Era leptospirose, doença transmitida pela urina do rato, comum naquela época do ano em que chovia toda tarde, o Tietê transbordava para a Marginal e o trânsito na região do Carandíru virava um inferno. Com tantos ratos e tantos esgotos entupidos, não era de estranhar a ocorrência de um ou outro caso. Aquela manhã, entretanto, estava atípica: em duas horas de atendimento, era o quarto doente com os mesmos sintomas. Muita coincidência. Enquanto o ladrão falava, dei uma espiada nas fichas dos tres pacientes anteriores e verifiquei que todos vinham do Sete, justamente o pavilhão mais próximo da muralha. Quando ele terminou de relatar seus sintomas, perguntei-lhe em tom de brincadeira:
- Você também trabalha no túnel? Brincadeira infeliz! O rapaz ficou mais pálido ainda, os olhos amarelos arregalaram para dentro dos meus. Como se tivesse ficado surdo, Edelso, o falso médico, retirou-se da sala. Percebi que, imprudente, havia cruzado uma barreira perigosa. Na cadeia, certos temas queimam a língua de quem fala e os ouvidos que escutam. Parece que ficamos horas ali, tensos, naquele olhar mudo, até eu romper o silêncio: - Desculpa, estou brincando. Nunca vi tanta leptospirose como hoje. Você é a quarta pessoa. - Doutor, agora o senhor me complicou.

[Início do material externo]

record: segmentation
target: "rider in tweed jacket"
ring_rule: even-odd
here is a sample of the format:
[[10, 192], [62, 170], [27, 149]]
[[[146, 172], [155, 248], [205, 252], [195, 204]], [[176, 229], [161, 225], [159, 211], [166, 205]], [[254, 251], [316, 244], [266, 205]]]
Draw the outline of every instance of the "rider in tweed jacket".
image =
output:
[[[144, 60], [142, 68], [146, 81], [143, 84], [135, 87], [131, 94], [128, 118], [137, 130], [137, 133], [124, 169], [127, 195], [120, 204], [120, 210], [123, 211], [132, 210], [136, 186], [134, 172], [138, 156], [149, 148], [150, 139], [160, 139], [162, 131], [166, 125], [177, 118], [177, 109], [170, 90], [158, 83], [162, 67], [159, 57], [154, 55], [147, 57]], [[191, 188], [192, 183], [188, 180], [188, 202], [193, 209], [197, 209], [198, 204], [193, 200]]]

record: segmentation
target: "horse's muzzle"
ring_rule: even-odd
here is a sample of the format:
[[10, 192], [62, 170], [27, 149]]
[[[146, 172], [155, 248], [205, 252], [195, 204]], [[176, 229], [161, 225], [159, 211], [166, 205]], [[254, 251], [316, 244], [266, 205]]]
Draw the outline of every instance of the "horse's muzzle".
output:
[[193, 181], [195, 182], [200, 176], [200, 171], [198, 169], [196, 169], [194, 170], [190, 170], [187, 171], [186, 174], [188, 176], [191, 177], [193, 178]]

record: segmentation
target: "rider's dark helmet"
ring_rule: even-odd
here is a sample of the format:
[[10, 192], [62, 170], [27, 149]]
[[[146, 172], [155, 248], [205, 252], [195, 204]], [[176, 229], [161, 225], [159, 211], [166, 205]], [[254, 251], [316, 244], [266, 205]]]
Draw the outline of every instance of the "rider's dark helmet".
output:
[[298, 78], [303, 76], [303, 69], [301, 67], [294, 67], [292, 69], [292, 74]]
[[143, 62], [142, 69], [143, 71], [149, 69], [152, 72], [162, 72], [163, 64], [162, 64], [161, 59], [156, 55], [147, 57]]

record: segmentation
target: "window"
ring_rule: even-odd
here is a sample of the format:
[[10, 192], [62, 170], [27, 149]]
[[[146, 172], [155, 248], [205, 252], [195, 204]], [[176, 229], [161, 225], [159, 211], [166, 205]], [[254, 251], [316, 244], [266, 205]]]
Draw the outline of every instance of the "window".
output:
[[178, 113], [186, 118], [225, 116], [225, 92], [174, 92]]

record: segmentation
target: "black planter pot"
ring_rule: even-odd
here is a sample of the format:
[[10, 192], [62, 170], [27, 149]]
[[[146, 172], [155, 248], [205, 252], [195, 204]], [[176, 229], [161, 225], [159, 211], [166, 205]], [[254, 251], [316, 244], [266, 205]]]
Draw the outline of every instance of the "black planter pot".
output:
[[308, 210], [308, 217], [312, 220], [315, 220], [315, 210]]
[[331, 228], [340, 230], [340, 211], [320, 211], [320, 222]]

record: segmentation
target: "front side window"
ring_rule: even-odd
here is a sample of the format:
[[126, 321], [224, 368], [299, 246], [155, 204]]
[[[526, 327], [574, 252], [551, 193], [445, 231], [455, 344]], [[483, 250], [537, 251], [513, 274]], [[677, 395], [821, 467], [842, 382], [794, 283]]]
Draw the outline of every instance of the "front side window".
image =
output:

Desconcertado pela surpresa, ele não negou nem confirmou o trabalho no túnel. Procurei tranqüilizá-lo: - Olha, não sou polícia, venho aqui para atender quem está doente. Pode confiar. - Pelo amor de Deus, doutor, essa fila pode gerar desgraça em mim e nos companheiros que passaram por aqui hoje. - já nem sei de que assunto você está falando. Lentamente, seu rosto se desanuviou. Sugeri-lhe que ficasse internado na enfermaria, mas ele recusou; preferiu tomar antibiótico no xadrez. Disse que podia contar com a ajuda dos companheiros. Duas ou três semanas depois, em casa, no café da manhã, abro o jornal: "Detentos fogem através de túnel no Carandiru".

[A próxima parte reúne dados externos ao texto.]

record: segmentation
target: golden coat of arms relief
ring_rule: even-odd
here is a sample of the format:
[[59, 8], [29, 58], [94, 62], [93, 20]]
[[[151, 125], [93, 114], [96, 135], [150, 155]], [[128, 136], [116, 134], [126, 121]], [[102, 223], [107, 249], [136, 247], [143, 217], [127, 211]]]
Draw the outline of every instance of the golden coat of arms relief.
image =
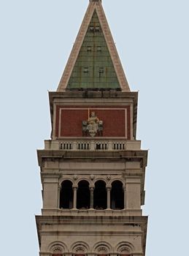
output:
[[103, 135], [103, 121], [96, 116], [95, 112], [91, 112], [88, 119], [82, 121], [82, 136], [95, 137]]

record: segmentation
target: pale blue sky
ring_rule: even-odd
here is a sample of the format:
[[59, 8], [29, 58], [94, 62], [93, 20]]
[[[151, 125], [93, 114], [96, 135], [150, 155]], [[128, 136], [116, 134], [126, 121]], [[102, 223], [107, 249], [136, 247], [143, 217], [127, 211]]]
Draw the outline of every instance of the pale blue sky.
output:
[[[150, 148], [146, 256], [188, 250], [188, 0], [103, 0]], [[0, 0], [1, 255], [38, 255], [36, 148], [50, 138], [55, 91], [88, 0]]]

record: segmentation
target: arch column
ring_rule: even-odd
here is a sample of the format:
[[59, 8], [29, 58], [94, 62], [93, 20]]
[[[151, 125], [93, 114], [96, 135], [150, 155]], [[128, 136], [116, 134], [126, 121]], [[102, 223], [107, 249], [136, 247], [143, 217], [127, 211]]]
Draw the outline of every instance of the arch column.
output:
[[93, 208], [94, 205], [94, 187], [90, 187], [90, 208]]
[[73, 187], [73, 191], [74, 191], [73, 209], [77, 208], [77, 187]]
[[107, 209], [110, 209], [110, 191], [111, 191], [112, 187], [107, 187]]
[[123, 192], [124, 192], [124, 209], [127, 208], [126, 206], [126, 203], [127, 203], [127, 191], [126, 191], [126, 187], [123, 186]]
[[58, 185], [58, 200], [57, 200], [57, 205], [58, 205], [58, 208], [60, 208], [60, 205], [61, 205], [61, 202], [60, 202], [60, 200], [61, 200], [61, 188], [62, 188], [62, 186], [61, 185]]

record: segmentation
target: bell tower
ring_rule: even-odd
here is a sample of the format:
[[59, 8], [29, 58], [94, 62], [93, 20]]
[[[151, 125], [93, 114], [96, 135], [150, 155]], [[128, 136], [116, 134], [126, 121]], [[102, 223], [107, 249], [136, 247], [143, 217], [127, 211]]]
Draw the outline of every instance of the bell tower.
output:
[[90, 0], [56, 91], [51, 139], [38, 150], [41, 256], [144, 256], [147, 151], [100, 0]]

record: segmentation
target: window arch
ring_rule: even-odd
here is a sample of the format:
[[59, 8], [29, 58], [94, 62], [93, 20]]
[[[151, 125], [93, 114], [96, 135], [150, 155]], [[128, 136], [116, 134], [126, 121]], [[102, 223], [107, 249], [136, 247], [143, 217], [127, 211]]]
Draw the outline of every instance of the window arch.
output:
[[113, 210], [121, 210], [124, 208], [124, 192], [123, 183], [115, 181], [112, 184], [110, 193], [111, 208]]
[[68, 180], [61, 184], [60, 192], [60, 208], [71, 209], [73, 208], [73, 189], [72, 182]]
[[98, 181], [95, 183], [93, 207], [97, 210], [104, 210], [107, 208], [107, 192], [106, 183]]
[[81, 181], [78, 183], [77, 208], [78, 209], [90, 208], [90, 189], [89, 183], [87, 181]]

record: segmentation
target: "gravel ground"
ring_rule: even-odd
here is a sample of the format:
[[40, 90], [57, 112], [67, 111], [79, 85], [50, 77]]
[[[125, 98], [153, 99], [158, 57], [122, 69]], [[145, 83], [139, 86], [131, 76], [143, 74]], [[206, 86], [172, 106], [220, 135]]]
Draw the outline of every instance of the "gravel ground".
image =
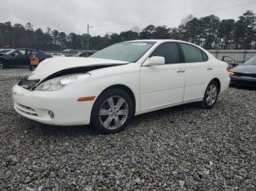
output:
[[256, 90], [230, 87], [211, 110], [187, 104], [135, 117], [114, 135], [16, 114], [0, 74], [1, 190], [255, 190]]

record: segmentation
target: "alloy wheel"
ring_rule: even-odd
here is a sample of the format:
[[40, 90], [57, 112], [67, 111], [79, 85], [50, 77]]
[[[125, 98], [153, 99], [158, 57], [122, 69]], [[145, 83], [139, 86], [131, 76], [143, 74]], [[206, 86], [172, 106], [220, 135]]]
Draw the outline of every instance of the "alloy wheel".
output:
[[107, 129], [115, 130], [123, 125], [128, 118], [127, 101], [119, 96], [107, 98], [102, 104], [99, 117], [101, 124]]
[[206, 103], [208, 106], [214, 104], [218, 96], [217, 87], [215, 84], [211, 84], [207, 89]]

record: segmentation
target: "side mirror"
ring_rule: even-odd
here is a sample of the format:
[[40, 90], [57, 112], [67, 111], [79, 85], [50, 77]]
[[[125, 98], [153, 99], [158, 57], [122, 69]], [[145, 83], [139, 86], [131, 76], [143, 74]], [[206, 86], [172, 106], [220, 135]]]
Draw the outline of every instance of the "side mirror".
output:
[[143, 66], [160, 66], [165, 63], [165, 58], [162, 56], [152, 56], [148, 58], [143, 63]]

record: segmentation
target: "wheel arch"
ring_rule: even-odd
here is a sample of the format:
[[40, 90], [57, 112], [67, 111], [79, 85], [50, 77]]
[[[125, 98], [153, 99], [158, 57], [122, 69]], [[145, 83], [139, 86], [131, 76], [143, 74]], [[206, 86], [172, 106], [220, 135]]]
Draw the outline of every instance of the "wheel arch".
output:
[[135, 115], [135, 111], [136, 111], [136, 99], [135, 99], [135, 96], [133, 93], [133, 91], [129, 88], [128, 86], [124, 85], [121, 85], [121, 84], [117, 84], [117, 85], [113, 85], [111, 86], [105, 88], [104, 90], [102, 91], [102, 93], [99, 95], [98, 98], [104, 93], [105, 91], [110, 90], [110, 89], [121, 89], [126, 92], [131, 98], [132, 101], [132, 106], [133, 106], [133, 111], [132, 111], [132, 115]]

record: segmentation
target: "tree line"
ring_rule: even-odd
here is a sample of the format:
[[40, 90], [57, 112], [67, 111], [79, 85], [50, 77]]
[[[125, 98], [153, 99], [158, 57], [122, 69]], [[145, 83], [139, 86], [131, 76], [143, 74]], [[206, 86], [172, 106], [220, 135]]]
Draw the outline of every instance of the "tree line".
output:
[[[256, 49], [256, 16], [247, 10], [236, 21], [220, 20], [211, 15], [200, 18], [189, 15], [177, 28], [149, 25], [142, 30], [129, 30], [103, 36], [89, 36], [90, 50], [101, 50], [119, 42], [146, 39], [173, 39], [195, 43], [211, 49]], [[0, 47], [27, 47], [42, 50], [65, 49], [86, 50], [87, 34], [66, 34], [48, 28], [34, 29], [31, 23], [25, 26], [10, 22], [0, 23]]]

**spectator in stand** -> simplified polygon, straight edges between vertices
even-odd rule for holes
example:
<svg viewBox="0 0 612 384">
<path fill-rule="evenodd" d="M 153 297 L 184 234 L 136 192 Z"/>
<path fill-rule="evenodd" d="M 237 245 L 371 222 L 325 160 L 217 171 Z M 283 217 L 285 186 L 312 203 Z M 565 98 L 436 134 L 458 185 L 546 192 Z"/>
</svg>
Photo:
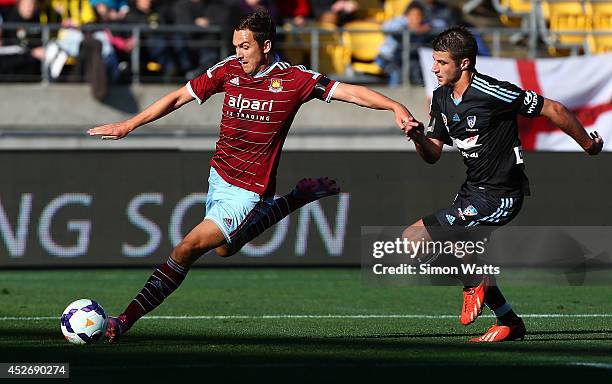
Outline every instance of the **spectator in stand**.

O buraco, escondido atrás de uma imagem de Nossa Senhora Aparecida, foi aberto numa sala do Patronato, área onde os presos trabalham, no térreo do Sete, passou sob a muralha e terminou na sala de jantar de uma casa da rua vizinha ao presídio. Há quem diga haver percorrido o caminho inverso: da sala da casa em direção ao Patronato do Sete.

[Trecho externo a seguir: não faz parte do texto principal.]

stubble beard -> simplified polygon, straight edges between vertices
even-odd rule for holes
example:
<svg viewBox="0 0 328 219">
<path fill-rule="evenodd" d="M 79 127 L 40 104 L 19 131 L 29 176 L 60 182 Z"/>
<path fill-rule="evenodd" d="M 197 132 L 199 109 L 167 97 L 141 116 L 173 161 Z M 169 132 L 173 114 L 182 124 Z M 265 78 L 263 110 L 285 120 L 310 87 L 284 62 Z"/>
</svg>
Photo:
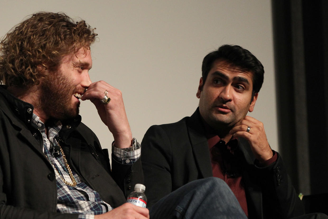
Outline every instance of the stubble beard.
<svg viewBox="0 0 328 219">
<path fill-rule="evenodd" d="M 71 80 L 59 71 L 50 72 L 41 82 L 40 107 L 50 117 L 64 120 L 79 114 L 79 103 L 74 106 L 72 95 L 75 88 Z"/>
</svg>

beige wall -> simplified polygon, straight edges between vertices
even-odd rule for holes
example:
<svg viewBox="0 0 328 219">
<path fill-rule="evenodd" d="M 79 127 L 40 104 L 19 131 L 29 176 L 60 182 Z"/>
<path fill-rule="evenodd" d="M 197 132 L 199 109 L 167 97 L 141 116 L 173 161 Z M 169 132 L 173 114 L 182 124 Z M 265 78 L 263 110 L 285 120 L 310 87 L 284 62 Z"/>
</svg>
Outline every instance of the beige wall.
<svg viewBox="0 0 328 219">
<path fill-rule="evenodd" d="M 1 5 L 2 36 L 40 11 L 63 11 L 96 28 L 91 78 L 122 91 L 133 136 L 140 142 L 152 125 L 193 113 L 206 54 L 223 44 L 247 49 L 265 71 L 255 110 L 249 115 L 264 123 L 269 143 L 277 149 L 269 0 L 2 0 Z M 110 148 L 113 137 L 93 104 L 81 103 L 81 114 L 103 147 Z"/>
</svg>

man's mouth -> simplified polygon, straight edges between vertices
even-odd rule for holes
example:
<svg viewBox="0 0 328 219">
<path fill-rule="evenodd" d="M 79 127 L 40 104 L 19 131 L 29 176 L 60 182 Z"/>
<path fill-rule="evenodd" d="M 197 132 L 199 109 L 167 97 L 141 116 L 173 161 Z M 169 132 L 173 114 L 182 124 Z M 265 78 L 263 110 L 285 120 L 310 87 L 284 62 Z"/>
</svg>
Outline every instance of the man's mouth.
<svg viewBox="0 0 328 219">
<path fill-rule="evenodd" d="M 216 106 L 216 107 L 219 111 L 223 113 L 229 113 L 232 111 L 230 108 L 224 105 L 218 105 Z"/>
<path fill-rule="evenodd" d="M 83 94 L 81 94 L 79 93 L 75 93 L 75 94 L 74 95 L 74 96 L 78 99 L 80 99 L 82 97 L 83 95 Z"/>
</svg>

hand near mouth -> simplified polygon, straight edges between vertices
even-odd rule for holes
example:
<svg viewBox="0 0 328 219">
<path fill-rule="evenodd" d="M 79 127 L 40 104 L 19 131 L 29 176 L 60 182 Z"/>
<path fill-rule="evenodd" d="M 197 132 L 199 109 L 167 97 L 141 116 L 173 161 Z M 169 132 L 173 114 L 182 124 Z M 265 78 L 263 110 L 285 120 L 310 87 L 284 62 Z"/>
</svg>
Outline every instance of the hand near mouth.
<svg viewBox="0 0 328 219">
<path fill-rule="evenodd" d="M 108 92 L 106 95 L 111 100 L 108 104 L 104 104 L 100 100 L 104 98 L 106 90 Z M 100 81 L 90 84 L 81 99 L 89 99 L 95 106 L 101 120 L 113 134 L 115 147 L 123 148 L 131 146 L 132 134 L 121 91 Z"/>
<path fill-rule="evenodd" d="M 240 120 L 229 134 L 233 135 L 234 137 L 240 137 L 247 139 L 256 158 L 260 162 L 267 161 L 273 156 L 263 123 L 253 117 L 247 116 Z"/>
</svg>

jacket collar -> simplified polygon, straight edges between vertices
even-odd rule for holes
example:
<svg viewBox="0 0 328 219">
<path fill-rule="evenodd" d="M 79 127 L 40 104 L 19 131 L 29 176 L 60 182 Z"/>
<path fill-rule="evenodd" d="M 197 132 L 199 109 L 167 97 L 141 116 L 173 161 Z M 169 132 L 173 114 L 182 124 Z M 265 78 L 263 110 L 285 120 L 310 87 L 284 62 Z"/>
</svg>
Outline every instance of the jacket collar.
<svg viewBox="0 0 328 219">
<path fill-rule="evenodd" d="M 13 114 L 19 120 L 23 121 L 26 125 L 28 125 L 32 120 L 34 107 L 31 103 L 23 101 L 8 92 L 5 85 L 0 85 L 0 95 L 2 95 L 5 100 L 1 101 L 1 108 L 4 113 L 7 114 Z M 1 97 L 0 97 L 1 98 Z M 63 131 L 65 131 L 65 137 L 75 130 L 81 121 L 81 117 L 78 115 L 75 118 L 61 121 Z M 15 123 L 12 120 L 13 123 Z M 18 124 L 15 124 L 16 125 Z M 64 136 L 63 136 L 64 137 Z"/>
<path fill-rule="evenodd" d="M 187 121 L 187 129 L 196 162 L 203 177 L 212 176 L 210 150 L 198 108 Z"/>
</svg>

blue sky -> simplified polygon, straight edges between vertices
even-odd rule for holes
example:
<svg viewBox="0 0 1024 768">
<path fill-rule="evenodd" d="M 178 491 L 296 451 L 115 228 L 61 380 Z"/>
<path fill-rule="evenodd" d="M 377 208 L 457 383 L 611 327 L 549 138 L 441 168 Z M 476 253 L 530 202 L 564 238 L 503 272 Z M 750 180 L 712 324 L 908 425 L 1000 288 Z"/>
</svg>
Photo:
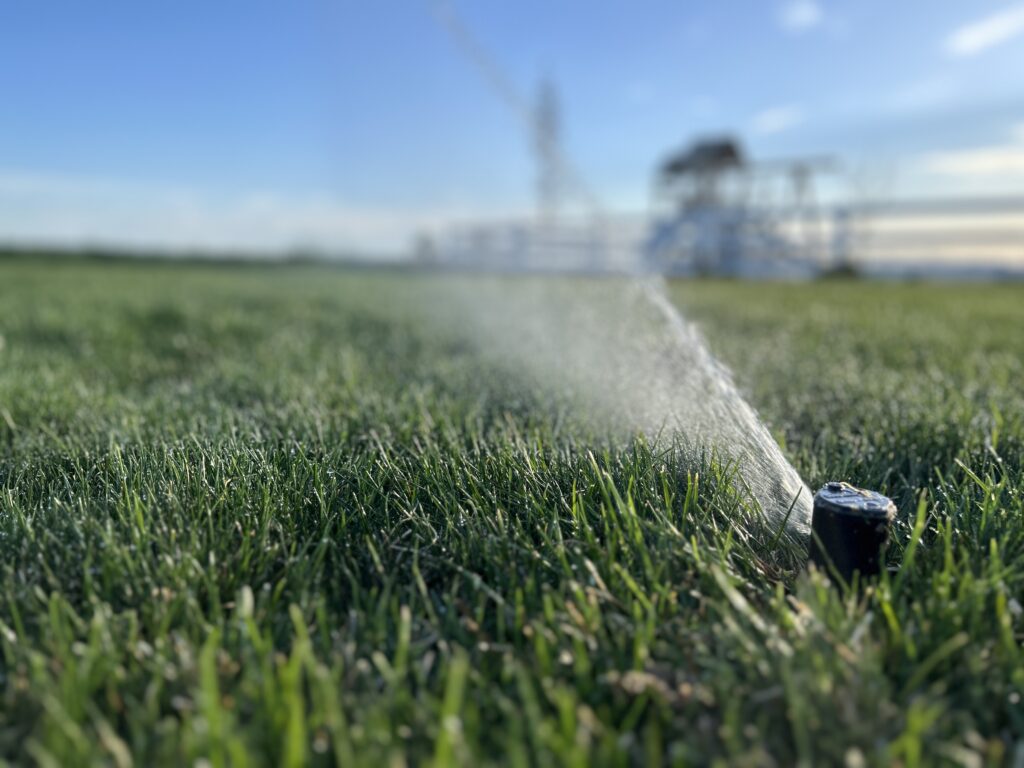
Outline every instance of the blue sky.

Alheios ao risco de desabamento, os homens rastejaram mais de cem metros pelo túnel inundado, com ratos afogados, boiando. Um dos primeiros a passar derrubou uma lâmpada da iluminação improvisada que, em contato com a água, eletrificou o trajeto. Na escuridão, espremidos entre as paredes do buraco, tomando choque no corpo molhado, sessenta e três homens escaparam para a liberdade. Só não fugiu mais gente porque um deles, obeso, entalou na boca do túnel disfarçada atrás da santa. O Rolha, conforme ficou conhecido esse rapaz, foi transferido da Detenção às pressas, para não ser morto pelos companheiros frustrados que vinham atrás, na fila.